Both Robinson and Kahn interpret the text together with fragment 77 (D12) as pointing to a law of necessary intervention in the cosmos. The term nemetai (is driven to pasture) is a cognate of nomos (“law,” accented on the first syllable) with nomos (“pasture,” accented on the second).
Animals, like the cosmos itself, in Robinson’s reading, tend toward inertia. Active intervention is needed to herd animals or, in Robinson’s view to keep the cosmos functioning. Robinson suggests this is true of any closed system. Yet, it seems confused here, since animals are not viewed as closed systems.

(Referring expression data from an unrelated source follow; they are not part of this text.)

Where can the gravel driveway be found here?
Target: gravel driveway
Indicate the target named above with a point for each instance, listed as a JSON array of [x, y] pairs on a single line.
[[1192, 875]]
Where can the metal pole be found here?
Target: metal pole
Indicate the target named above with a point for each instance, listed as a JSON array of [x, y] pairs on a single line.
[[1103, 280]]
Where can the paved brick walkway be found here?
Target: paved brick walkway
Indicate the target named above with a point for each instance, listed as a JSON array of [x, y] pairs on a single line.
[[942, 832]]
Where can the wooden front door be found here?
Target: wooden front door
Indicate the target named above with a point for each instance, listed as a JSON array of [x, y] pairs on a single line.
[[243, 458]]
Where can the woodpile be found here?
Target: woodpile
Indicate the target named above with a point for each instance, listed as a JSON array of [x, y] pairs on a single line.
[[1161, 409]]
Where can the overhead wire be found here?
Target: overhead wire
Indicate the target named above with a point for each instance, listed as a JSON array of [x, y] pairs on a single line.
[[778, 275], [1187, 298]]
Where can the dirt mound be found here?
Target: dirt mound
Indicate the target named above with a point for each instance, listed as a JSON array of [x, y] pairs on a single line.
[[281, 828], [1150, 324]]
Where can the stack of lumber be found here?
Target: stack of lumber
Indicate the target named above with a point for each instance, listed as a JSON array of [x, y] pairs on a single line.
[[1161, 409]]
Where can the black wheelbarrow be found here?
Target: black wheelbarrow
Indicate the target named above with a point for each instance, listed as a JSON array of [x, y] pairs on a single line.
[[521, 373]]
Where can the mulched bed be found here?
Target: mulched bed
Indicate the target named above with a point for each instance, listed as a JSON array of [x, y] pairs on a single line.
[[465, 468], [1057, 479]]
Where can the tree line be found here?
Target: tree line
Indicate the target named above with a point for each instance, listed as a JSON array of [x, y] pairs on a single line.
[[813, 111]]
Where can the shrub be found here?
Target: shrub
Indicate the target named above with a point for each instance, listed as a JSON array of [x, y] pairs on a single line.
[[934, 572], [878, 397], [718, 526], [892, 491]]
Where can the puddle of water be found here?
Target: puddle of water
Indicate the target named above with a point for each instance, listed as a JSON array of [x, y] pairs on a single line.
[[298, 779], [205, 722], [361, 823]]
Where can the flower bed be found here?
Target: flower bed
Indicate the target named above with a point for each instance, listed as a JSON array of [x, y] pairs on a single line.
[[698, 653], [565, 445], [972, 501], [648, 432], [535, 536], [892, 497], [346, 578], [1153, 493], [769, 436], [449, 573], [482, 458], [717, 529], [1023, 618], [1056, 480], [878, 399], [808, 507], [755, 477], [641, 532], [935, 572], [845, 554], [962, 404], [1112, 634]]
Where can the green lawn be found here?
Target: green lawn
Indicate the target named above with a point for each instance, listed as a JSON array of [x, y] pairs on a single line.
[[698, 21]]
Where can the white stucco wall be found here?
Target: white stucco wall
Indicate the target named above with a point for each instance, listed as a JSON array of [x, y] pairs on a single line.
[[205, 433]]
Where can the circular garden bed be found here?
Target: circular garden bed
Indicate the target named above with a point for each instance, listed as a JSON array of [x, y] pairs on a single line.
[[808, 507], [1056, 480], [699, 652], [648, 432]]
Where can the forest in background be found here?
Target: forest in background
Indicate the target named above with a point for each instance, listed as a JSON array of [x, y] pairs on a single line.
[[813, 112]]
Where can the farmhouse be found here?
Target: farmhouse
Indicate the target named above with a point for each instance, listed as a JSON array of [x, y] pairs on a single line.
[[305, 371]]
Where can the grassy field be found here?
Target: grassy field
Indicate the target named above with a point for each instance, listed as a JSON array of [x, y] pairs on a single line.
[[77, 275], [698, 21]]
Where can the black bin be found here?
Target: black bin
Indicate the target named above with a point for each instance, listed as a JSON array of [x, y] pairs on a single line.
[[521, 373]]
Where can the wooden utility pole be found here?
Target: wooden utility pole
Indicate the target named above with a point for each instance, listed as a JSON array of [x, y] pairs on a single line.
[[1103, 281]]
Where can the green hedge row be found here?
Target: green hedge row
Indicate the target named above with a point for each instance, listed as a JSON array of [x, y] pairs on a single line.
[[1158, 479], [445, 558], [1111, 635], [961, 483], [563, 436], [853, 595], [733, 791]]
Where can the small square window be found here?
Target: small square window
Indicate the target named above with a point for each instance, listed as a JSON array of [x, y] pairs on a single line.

Still, the view that Heraclitus means for this to apply more generally does make sense, not only given Fragment 77, which we will examine shortly, but also given Heraclitus’ view that “All things the thunderbolt steers” (L&M D82). In the last passage, Zeus, the thunderbolt, appears to be intervening to create order in the cosmos. If this is read literally, rather than figuratively, then the order of the cosmos wouldn’t be entirely self-imposed after all. The word plege, as Kahn notes, recalls an ancient poetic trope of “the stroke of Zeus” (p. 194).
Yet, this reading also seems to fly in the face of the traditional Hegelian reading that the change of the cosmos is characteristic of the internal order of the cosmos, not imposed upon the cosmos by an external power. Might we not interpret the Thunderbolt metaphorically as indicating an oder of the heavens (the sky) and the earth that is intertwined?
For this particular fragment, it seems more likely to me that Heraclitus is simply asserting that for some important purposes, human intervention is necessary. It is not appropriate to simply allow all things to run their natural course. Rather, in numerous cases good comes from human direction. Human directionality, for it’s part, need not be seen as imposing something foreign on the cosmos, but itself as a relevant activity aligned with cosmic order, perhaps a necessary measure for some necessary and useful forms of order. That said, human action surely is not necessary for all forms of cosmic order. Nonetheless we can see in Heraclitus the roots of some natural law perspective that certain forms of human action ought accord with the cosmic order — that we want to align our action with a higher divine law. The development of techniques of management and human industriousness are not viewed as foreign to the appropriate cosmic order.